I earned 'Distrinction' in Grade One piano examination, 'Merit' in Speech and Drama, and passed the Common Entrance to join the Senior School.
When the weather was fine we often had tea in the back garden. We put a notice by the front door-bell inviting callers to come down the long side passage, and there would always be a cup of tea for them. Here are Mummy, Attie, Daddy and Thai the Siamese cat.
Views of Uncle Ted's farm, Tudor Grange in Suffolk
Above: Tudor Grange, and Uncle Ted at the front porch. Below, Mr Crick the farm-hand. I would get up early to watch him milk the cow, then separate the cream from the milk in the dairy. I carried the jug in for breakfast. I always developed boils and styes from the rich food, and my Mother fed me on Minadex "to clean the blood" when I got home.
Compare this colour picture of Tudor Grange taken on a visit to Nell, Uncle Ted's widow in the 1980s with the one above from the 50s. Little has changed.

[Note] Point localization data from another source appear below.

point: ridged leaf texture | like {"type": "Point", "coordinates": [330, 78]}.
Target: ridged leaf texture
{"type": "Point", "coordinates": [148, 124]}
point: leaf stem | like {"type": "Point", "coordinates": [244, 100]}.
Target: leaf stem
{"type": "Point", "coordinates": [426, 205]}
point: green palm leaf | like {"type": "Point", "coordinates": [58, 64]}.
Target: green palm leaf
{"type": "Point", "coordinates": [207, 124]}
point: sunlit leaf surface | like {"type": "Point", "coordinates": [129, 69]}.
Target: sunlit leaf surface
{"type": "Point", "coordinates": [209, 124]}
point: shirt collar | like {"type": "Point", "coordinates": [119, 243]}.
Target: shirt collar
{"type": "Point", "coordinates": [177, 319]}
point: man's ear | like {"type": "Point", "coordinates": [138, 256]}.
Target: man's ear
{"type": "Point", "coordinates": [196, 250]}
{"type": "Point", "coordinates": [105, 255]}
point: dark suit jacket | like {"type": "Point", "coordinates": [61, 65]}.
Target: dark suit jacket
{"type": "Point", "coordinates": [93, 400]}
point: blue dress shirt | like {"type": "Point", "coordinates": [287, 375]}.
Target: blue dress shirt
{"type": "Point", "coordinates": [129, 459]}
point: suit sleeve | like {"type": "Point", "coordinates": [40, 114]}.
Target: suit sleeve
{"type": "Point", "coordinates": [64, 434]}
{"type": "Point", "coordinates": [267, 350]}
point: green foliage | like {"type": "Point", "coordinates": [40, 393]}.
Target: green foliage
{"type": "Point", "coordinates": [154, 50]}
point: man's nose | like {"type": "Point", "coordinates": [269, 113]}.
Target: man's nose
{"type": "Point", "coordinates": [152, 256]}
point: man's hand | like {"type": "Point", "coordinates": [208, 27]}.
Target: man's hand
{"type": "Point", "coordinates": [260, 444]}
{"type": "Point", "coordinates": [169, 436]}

Although I was only there a few days each year, Tudor Grange felt like a second home. I loved it dearly --- the rambling old farm-house, the outbuildings, the animals and corn-fields, the cosy low-ceilinged kitchen with Aga cooker and caged canary, my Grannie's four-poster bed, the winding staircase outside the guest bedroom, with tiny steps up to the loft (which I never saw), and the dark, spooky and seldom used main staircase in the other half of the house. I loved the way Grannie would say "Please pass the condiments, dear" and I would handle the exquisite, probably Georgian silver and crystal cruet. I loved the three Meissen figurines, which were later inherited by my sister, brother and me. I loved the smell of freshly cut straw and the whirring noise of the combine harvester. There were only two things I did not like. One was the family of very, very large spiders who watched me having my bath. The other was having to go home at the end of the visit.